Montrealers Vote 2025: How can the next mayor fix the city’s housing crisis?
Posted October 22, 2025 9:38 am.
Last Updated October 28, 2025 3:09 pm.
Finding an affordable place to live in Montreal is getting harder every year.
Even with new construction projects popping up across the city, many homes and apartments remain out of reach.
As Montrealers prepare to elect a new mayor on Nov. 2, housing advocates say it’s time for real action to make the city livable for everyone.
“It’s outrageous, especially based on location. You get a tiny apartment for over $1,000 a month,” said one Montrealer.
Shannon Frassen, interim co-ordinator of the Regroupement des comités logement et associations de locataires du Québec (RCLALQ), said rents have skyrocketed.
“So we’ve seen in Montreal the average rents over the past five years have increased about 70 per cent on average. So that means that a rent that might have been $1,000 a month five years ago is now more like $1,800 a month,” Frassen said.
Catherine Lussier, community organizer with the housing advocacy group FRAPRU, said vacancy rates are misleading.
“We’re looking at Ville-Marie, for example, which is 5.3 per cent. So the vacancy rate is there, but there is nothing that is really affordable. So we’re really passing through an affordability crisis in Montreal,” Lussier said.
With rent climbing and vacancies low, community groups say every level of government has a role to play.
“The frustrating thing that sometimes happens in municipal elections is that candidates will say, ‘Oh well, housing isn’t really a municipal issue. This is for the provincial government, it’s for the federal government, there’s not much we can do.’ Actually, that’s really not true,” said Frassen.
Housing is front and centre in this election campaign, with each party pitching its own plan to tackle the crisis.
- Ensemble Montréal says it wants to accelerate housing construction by cutting red tape and offering financial incentives for affordable and social housing projects. The party is promising to create a city-funded affordability fund and prioritize development on major unused city-owned sites such as Namur–Hippodrome, Lachine Est and Bridge–Bonaventure.

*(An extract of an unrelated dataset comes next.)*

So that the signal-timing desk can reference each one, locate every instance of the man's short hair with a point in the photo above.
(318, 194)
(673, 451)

- Projet Montréal wants to launch one of the largest housing initiatives in North America, protecting existing affordable units and expanding social and co-operative housing.
- Transition Montréal plans to create Bâtir Montréal, a new public agency to build and manage affordable housing on city land with non-profit partners. It also wants to establish a rent registry, strengthen tenant protections and use vacancy taxes to fund new affordable housing.
- Action Montréal says it would support co-ops and community housing groups by easing access to city land and cutting permit delays. The party opposes a rent registry, focusing instead on speeding up construction and encouraging citizen-led housing solutions.
- Futur Montréal wants to replace the city’s 20-20-20 rule with a luxury housing levy to fund social and affordable housing. It also proposes converting underused commercial buildings into rental housing.
“Right now, I think that a lot of municipal bylaws are in place that do protect landlords’ rights, and we don’t always see the opposite — that tenants’ rights are being protected,” said Frassen.
Long-time residents say the city they once knew is changing, and affordable housing is getting harder to find.
“I mean, when I came here years back, you could work and have one job, pay rent and still have money left. But indeed, Montreal is becoming just like Toronto. In Toronto, you need two jobs just to pay the rent,” said one resident.
Another added: “For our generation, we were lucky. But for my grandkids, I don’t know what they’re going to do.”